Although consumption of fiber from whole foods is ideal, supplemental fiber sources may help increase fiber intake and bridge the gap between fiber recommendations and fiber consumption. In vitro studies estimate fermentation profiles including short chain fatty acid (SCFA) production, which is difficult to determine in vivo. Structure of the carbohydrate and the number and type of bacterial species present are influential factors in determining fermentation. Metabolites of bacterial fermentation include the gases hydrogen, carbon dioxide, and methane, as well as SCFA. Excess gas production from fermentation can decrease tolerance in vivo . Hydrogen can be utilized by other microbiota such as methanogens that form benign methane or sulfate reducing bacteria that form hydrogen sulfide, which is harmful to the colonic epithelium [2,3]. Production of SCFA may be beneficial as they are an energy source to the colonic epithelium and may decrease luminal pH, therefore inhibiting growth of potentially pathogenic bacteria. In vivo measurement of SCFA production is difficult due to rapid absorption by colonic epithelium .
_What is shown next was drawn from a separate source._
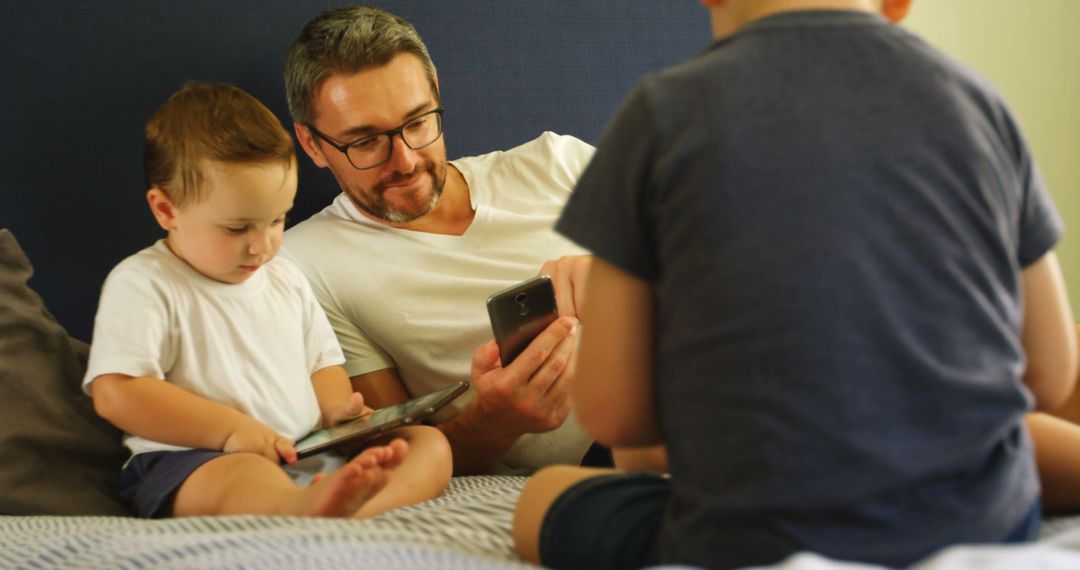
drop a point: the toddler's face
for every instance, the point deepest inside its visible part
(239, 226)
The three dietary fibers evaluated in this study were WD, inulin, and partially hydrolyzed guar gum (PHGG). Wheat dextrin (WD) is produced from the partial hydrolysis and polymerization of wheat starch and is composed of glucose units not digested in the small intestine, but fermented by bacteria in the colon. Little is known about wheat dextrin’s effect on prebiotic bacteria Bifidobacteria and Lactobacillus.
Inulin is a fructooligosaccharide and is considered a prebiotic fiber that increases Bifidobacteria and Lactobacillus bacteria . Small amounts of inulin are naturally present in wheat, onion, banana, garlic, and chicory while numerous products now incorporate inulin into their formulations. Despite being prebiotic, inulin is readily fermented in the large intestine and increases flatulence in vivo at doses low as of 5–10 g/day .
PHGG is a dietary fiber composed of galactose and mannose units produced through controlled breakdown of guar gum. PHGG is sold as a dietary fiber supplement and can be easily incorporated into liquid-based products (juices, yogurt, soups, and enteral nutrition products). PHGG increases total bacteria counts and percent Bifidobacteria in humans at doses of 21 g/day .
The objective of the present study was to compare fermentation profiles including pH, gas production, and SCFA production of dietary fiber supplements WD, PHGG, and inulin with or without a digestion pretreatment to see if differences occur using this procedure. A secondary objective was to explore the levels of prebiotic bacteria levels after fermentation of these fibers.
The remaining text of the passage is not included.